The virus is called bald eagle hepacivirus (BeHV). The researchers discovered it while trying to determine the cause of Wisconsin River Eagle Syndrome (WRES), a fatal disease seen in bald eagles in the Lower Wisconsin River area.
The scientists said the virus may play a role in the syndrome, which was first described in the 1990s. It causes eagles to stumble and have seizures.
However, BeHV was also found in eagles without symptoms of WRES, so it's difficult to make a direct connection between the two, according to the authors of the study. The results were published Oct. 18 in the journal Scientific Reports.
"This study has opened our eyes to glaring knowledge gaps about infection in a species of great national importance," said study leader Tony Goldberg. He's a professor of pathobiological sciences in the University of Wisconsin-Madison School of Veterinary Medicine.
The researchers noted that while it's most common among eagles in Wisconsin, BeHV infects eagles in other states. The virus is related to the hepatitis C virus that infects people and causes liver damage. Similar effects are seen in some eagles with BeHV.
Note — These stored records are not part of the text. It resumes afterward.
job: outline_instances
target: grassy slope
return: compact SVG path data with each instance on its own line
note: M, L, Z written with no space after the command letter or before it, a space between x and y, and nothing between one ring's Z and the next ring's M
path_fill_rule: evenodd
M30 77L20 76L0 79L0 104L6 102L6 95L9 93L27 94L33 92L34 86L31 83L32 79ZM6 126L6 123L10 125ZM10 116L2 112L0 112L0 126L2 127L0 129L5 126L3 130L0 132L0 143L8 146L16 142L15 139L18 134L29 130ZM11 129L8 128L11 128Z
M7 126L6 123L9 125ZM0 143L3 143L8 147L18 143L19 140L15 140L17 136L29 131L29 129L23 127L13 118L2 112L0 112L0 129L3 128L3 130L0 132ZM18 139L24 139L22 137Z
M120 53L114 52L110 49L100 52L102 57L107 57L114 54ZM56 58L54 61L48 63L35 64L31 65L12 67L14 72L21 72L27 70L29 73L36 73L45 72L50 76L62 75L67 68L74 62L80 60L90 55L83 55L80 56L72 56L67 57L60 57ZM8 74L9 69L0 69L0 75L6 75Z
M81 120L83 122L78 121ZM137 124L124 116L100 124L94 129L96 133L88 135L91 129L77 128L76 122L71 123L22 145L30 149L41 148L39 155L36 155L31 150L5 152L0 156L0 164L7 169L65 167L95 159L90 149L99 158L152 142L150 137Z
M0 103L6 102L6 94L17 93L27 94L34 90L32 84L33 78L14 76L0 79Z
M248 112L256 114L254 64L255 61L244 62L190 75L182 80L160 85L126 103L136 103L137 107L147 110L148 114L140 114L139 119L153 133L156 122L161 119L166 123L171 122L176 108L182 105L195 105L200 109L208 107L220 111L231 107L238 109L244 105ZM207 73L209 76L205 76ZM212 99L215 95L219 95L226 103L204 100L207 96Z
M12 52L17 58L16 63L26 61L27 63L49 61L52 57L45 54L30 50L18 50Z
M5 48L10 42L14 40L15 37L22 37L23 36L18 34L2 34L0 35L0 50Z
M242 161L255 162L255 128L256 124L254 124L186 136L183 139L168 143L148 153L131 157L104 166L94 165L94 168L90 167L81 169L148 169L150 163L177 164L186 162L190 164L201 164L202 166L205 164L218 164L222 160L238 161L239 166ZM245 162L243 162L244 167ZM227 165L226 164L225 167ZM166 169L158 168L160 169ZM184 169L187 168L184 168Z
For the study, the researchers tested 47 eagles from 19 states across the contiguous United States. They found that 32% had BeHV. The virus was found among eagles in seven states, including a few in the Midwest, but also states as far apart as Washington and Florida.
Eagles in Wisconsin were nine times more likely to have BeHV than those in other states. Also, the virus was 14 times more common among eagles in counties surrounding the Lower Wisconsin River than elsewhere, the investigators found.
The fact that BeHV was found in eagles outside of Wisconsin and that none of those eagles had WRES raises a number of questions, the study authors noted.
"Is BeHV the cause of WRES? Or is it more complicated than that?" said Goldberg in a university news release.
The virus and the disease don't appear to pose a serious threat to the U.S. bald eagle population, according to the researchers.
The bald eagle was removed from the endangered species list in 2007 after recovering from a low of 412 nesting pairs in the U.S. mainland. In Wisconsin alone, there are now about 1,700 nesting pairs.